Although it was popular in its day, it left many Android users with heavy heartache filled with missed promises. Personally, the Nexus S 4G is the hand that pushed me over the edge to the iPhone 4S, after a faithful three or so years with Android. Why, you ask? Well, when I jumped into the phone September of last year (on a new two-year agreement by the way); I knew at the time, I was getting into a “dated” phone, especially with the Samsung Galaxy S II Epic Touch 4G rolling out. I didn’t think much of it then, as I was buying a Nexus device with the perceived notion of a “top notch” experience. Boy, was I wrong.
Google released the code for Ice Cream Sandwich (Android 4.0) to the masses sometime in late November (correct me if I’m wrong), after the international version of the Galaxy Nexus hit store shelves. Then Verizon finally launched its version of the Galaxy Nexus in mid-December, and after that, Android announced on its Google+ page that its rolling out Android 4.0 to all Nexus S (GSM version) devices “over the coming month.” To only then pull the update for “battery drain issues.”
Meanwhile, while all of this is going on, us Nexus S 4G owners were sparingly left in the cold, without explanation for when we should expect our piece of Ice Cream Sandwich. In what seemed like an eternity of waiting (especially for a Nexus device), the Android 4.0 update finally came to Sprint customers early April, a whole six months after it was released.

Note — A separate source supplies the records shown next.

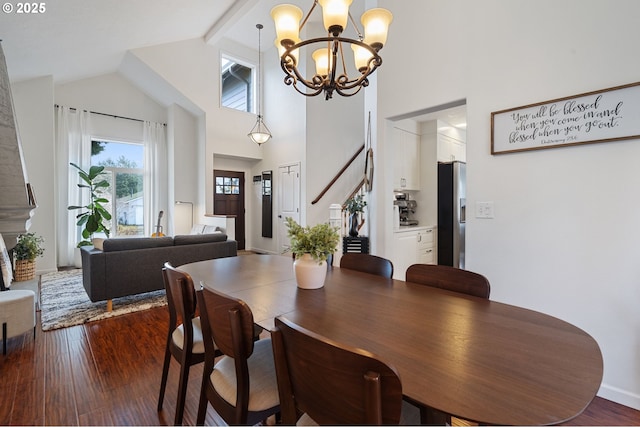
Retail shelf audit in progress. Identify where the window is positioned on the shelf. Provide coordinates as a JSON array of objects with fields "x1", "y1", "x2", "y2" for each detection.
[
  {"x1": 91, "y1": 140, "x2": 144, "y2": 236},
  {"x1": 220, "y1": 56, "x2": 256, "y2": 113},
  {"x1": 216, "y1": 176, "x2": 240, "y2": 194}
]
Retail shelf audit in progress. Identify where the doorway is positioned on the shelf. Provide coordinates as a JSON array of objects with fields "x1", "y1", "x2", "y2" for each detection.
[
  {"x1": 213, "y1": 169, "x2": 246, "y2": 250},
  {"x1": 278, "y1": 163, "x2": 300, "y2": 253}
]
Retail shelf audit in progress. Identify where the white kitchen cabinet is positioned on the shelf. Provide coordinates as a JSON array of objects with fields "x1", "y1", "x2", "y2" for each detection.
[
  {"x1": 417, "y1": 227, "x2": 436, "y2": 264},
  {"x1": 391, "y1": 227, "x2": 436, "y2": 280},
  {"x1": 393, "y1": 127, "x2": 420, "y2": 191}
]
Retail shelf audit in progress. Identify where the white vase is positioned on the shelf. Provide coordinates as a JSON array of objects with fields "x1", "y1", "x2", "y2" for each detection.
[{"x1": 293, "y1": 254, "x2": 327, "y2": 289}]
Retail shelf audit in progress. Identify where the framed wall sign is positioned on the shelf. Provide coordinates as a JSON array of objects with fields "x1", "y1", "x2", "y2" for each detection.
[{"x1": 491, "y1": 82, "x2": 640, "y2": 154}]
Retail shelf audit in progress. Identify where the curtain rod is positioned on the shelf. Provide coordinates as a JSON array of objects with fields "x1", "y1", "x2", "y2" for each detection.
[{"x1": 55, "y1": 104, "x2": 167, "y2": 126}]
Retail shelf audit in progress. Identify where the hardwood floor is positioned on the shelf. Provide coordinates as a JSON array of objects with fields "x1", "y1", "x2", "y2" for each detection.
[{"x1": 0, "y1": 307, "x2": 640, "y2": 426}]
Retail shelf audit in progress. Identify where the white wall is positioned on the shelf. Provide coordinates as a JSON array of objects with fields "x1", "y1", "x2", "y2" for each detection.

Not nearly a Nexus experience.
I know, some of you out there are naive enough to let Google off the hook with the debacle that was the Nexus S 4G. Before you go to blaming Samsung or Sprint, you must realize first that this is a Nexus phone, and ultimately it is Google’s responsibility to come through on its flagship devices — stop promising a “pure Google experience” that’s also fragmented.
Did you have a similar experience with the Nexus S 4G?